Фельдмаршал, увидев советских командиров, встал, поднял руку вверх:

— Хайль!

— Хайль так хайль, — вполголоса сказал Винокур и затем подчеркнуто вежливо поздравил Паулюса с новым званием (накануне генерал-полковник Паулюс был произведен в фельдмаршалы).

Паулюс поблагодарил…

Пленных вывели из подвалов универмага и соседних домов, выстроили во дворе. Они тут же сложили оружие. Через несколько минут на занесенной снегом, изрытой воронками, заставленной танками и штабными грузовыми и легковыми машинами площади выросла гора автоматов, винтовок, револьверов.

Возле универмага заканчивался последний акт исторической драмы — тысячи претендентов на мировое господство, опустив глаза, складывали оружие, сдаваясь на милость своих победителей.

…На дворе крепкий мороз. Но негде погреться в городе — и солдаты разжигают костры на улицах, у стен разрушенных домов. Пламя, то светлое, то багрово-красное, озаряет темноту зимней ночи.

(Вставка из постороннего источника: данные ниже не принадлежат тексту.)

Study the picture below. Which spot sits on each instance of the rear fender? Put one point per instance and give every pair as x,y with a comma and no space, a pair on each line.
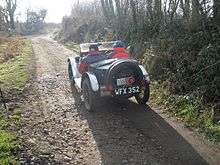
74,66
93,80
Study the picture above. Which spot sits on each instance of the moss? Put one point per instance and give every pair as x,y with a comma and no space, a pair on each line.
8,145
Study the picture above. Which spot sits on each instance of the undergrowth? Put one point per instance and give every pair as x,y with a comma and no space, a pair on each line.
188,108
14,74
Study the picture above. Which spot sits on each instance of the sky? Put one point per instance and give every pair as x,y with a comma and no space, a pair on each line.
56,9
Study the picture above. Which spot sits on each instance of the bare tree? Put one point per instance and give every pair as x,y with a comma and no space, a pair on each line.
216,11
9,12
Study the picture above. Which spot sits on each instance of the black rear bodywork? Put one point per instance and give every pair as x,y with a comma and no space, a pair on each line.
108,71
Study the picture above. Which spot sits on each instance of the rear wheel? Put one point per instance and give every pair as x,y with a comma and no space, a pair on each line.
70,72
88,95
143,96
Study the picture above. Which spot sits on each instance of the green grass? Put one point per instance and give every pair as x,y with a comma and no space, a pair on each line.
188,109
14,74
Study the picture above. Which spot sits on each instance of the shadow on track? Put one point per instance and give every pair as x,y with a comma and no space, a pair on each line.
128,133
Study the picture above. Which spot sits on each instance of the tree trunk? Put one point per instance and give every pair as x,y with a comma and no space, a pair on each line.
216,11
185,5
195,13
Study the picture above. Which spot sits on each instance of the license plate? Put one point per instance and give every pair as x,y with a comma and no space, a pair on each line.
127,90
122,81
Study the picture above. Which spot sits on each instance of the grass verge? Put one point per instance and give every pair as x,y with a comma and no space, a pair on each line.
14,75
188,109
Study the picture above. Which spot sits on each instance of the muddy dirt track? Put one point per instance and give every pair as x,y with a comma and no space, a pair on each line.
58,130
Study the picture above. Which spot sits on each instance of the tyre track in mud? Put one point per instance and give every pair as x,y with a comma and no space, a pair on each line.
58,130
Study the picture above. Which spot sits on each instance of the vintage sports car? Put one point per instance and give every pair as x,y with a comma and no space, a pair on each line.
110,77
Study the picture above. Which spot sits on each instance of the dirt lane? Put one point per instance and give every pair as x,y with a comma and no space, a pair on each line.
58,129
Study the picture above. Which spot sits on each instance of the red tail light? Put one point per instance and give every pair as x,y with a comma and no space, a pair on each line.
144,83
131,80
109,88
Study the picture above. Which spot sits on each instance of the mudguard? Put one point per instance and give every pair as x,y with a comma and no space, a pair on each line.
93,80
75,71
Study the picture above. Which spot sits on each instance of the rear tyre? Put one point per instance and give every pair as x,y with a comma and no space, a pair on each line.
70,72
88,95
143,97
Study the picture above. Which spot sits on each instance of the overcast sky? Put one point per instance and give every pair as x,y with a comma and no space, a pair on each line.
56,9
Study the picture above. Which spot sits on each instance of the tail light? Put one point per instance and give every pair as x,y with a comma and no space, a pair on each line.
144,82
109,88
131,80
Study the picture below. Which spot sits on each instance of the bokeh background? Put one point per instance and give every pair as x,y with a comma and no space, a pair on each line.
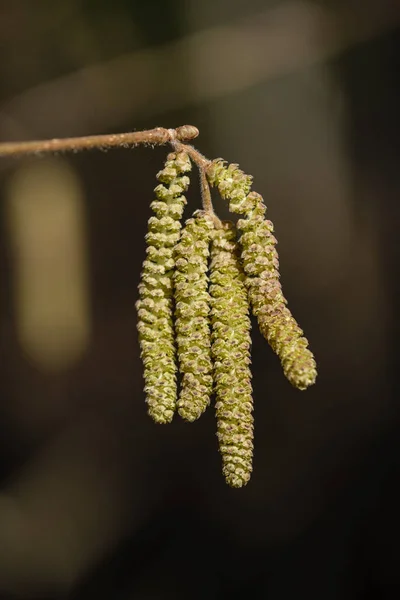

У подъезда универмага на снегу отдыхают герои штурма — мотострелки батальона старшего лейтенанта Медведева. В полушубках, в белых халатах, уставшие, продрогшие на ветру, они с довольными лицами угощают друг друга папиросами.

…Еще не смолк грохот сталинградского боя в северной части города: в районе тракторного и «Баррикад» группа немецких войск продолжает отчаянно сопротивляться. Но судьба их уже предрешена: завтра они сдадутся, либо будут перебиты.

Знакомый военврач приглашает пойти в драматический театр; в подвале — его немецкий военный госпиталь. В полутемноте, на полу, на соломе, вповалку — сотни истощенных немцев с воспаленными от боли, страха, голода глазами.

Разговариваю с немецкими врачами. Они рассказывают, что только в центре города скопилось пятнадцать тысяч раненых немцев.

Наше командование озабочено их судьбой. Сотни советских врачей направлены в подвалы спасать раненых солдат и офицеров неприятеля.

В морозном небе мигают звезды. Из глубины ночи нарастает металлический гул моторов. Голубые лучи прожекторов обнаруживают в небе три вражеских транспортных самолета. Это запоздалая помощь разгромленной армии Паулюса. Зенитки открывают огонь. Один самолет круто идет к земле. Слышится глухой удар. И сразу же наступает тишина. У костров вновь слышатся песни наших солдат.

Кстати сказать, продовольствие, сбрасываемое на парашютах, нередко попадало на территорию, занятую советскими войсками, и наши солдаты пользовались немецким шоколадом, консервами. Впрочем, не всегда немецкие консервы оказывались съедобными. У Астраханского моста бойцы подняли ящик консервов, сброшенных на парашюте с самолета. Когда вскрыли банки, в них оказались… опилки. На банках голландская марка свидетельствовала, что голландские патриоты действуют. Солдаты хохотали: «Вот это подкрепление, как утопающему камень…»

Лишь после того, как прогремели над Волгой последние выстрелы и когда кончилась битва за Сталинград, а по всем сталинградским дорогам наши конвоиры вели толпы пленных, — только тогда германское командование наконец, вынуждено было сквозь зубы признать свое страшное поражение.